More hardships were endured by the regiment on the return march from the Mississippi campaign however, and the troops were forced to march 60 miles in 80 hours, they even had to march at night! Finally on July 24 they were able to get aboard a steamboat, but its rudder broke on the Yazoo River, and the men had to wait for so long that many men developed Yazoo fever, and three men died.

The 7th Rhode Island Infantry’s last important contribution in the Civil War was as a part of the Army of the Potomac commanded by General Grant. On May 10th the 7th Rhode Island lost one man in fighting around the Spotsylvania Courthouse, Virginia. Even more fighting continued, and it came to a head when the Regiments position came under heavy fire on May 18, 1864, by an enemy battery, for six terrible hours. In the end, the regiment never moved from its position even though two previous regiments had retreated from it, and they lost 62 men.
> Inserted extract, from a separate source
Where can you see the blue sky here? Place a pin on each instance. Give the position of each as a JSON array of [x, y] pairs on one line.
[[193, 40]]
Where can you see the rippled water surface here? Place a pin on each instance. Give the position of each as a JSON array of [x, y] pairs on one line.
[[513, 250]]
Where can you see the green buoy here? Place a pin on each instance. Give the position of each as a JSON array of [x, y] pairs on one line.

Next, on June 2, at Cold Harbor and also at another Skirmish at Bethesda Church on June 3, the regiment fought and lost 48 men combined in the two battles.  The heavy losses suffered at Cold Harbor by General Grant’s Union troops was 7000 in all, and the Union was forced to retreat across the James River, but the 7th Rhode Island did its part bravely.

          Life in the Civil War did have a few bright rays of hope and fun in it though, even in the dark and evil times of battle. One example of this happened to the 7th Rhode Island Infantry Regiment on November 24, 1864, when they were able to find time to celebrate Thanksgiving. 90 turkeys were sent by Rhode Island friends to the Regiment, as well as seven cases of fixings, and they enjoyed two days of feasting and partying, which must have been a great break from months and months of hard fighting and marching.

          On April 2, 1865 at Petersburg, Virginia, the 7th Regiment was ordered to remain in Fort Sedgwick, but they also sent supplies after the troops in charge of attacking Petersburg, which ended up becoming a siege, and they were under bombardment from Confederate batteries during the attack. In the end, the regiment lost 14 men, including three officers in the fighting and supplying at Petersburg.

The regiment finally was called back to Washington after General Robert E. Lee and the Confederate Army surrendered to Grant on April 9th 1865. On May 23, after Philip Riley and his regiment made it all the way back to Washington D.C, they took part in the Grand Review, and it was finally taken out of service on June 9, 1865. In all, 199 men were killed in the regiments many battles, with many more men wounded, but the Regiment never faltered once in all its hard days of fighting, and it played a huge role in keeping the Union together.

          After the war, The 7th Rhode Island returned to Providence along with the 35th Massachusetts volunteers, aboard the steamship “Oceanus” on June 13, 1865 and they were met by a huge celebration, which Philip Riley undoubtedly found extremely gratifying and heartwarming, as did all of his fellow soldiers. After more than three years in the army, and ten major battles, Philip Riley must have felt relieved and happy to just go home and settle down in Norfolk, Massachusetts, where he lived out the rest of his days quietly as factory worker in a Woolen Mill with his wife Elizabeth and their 4 yr. old daughter Catherine.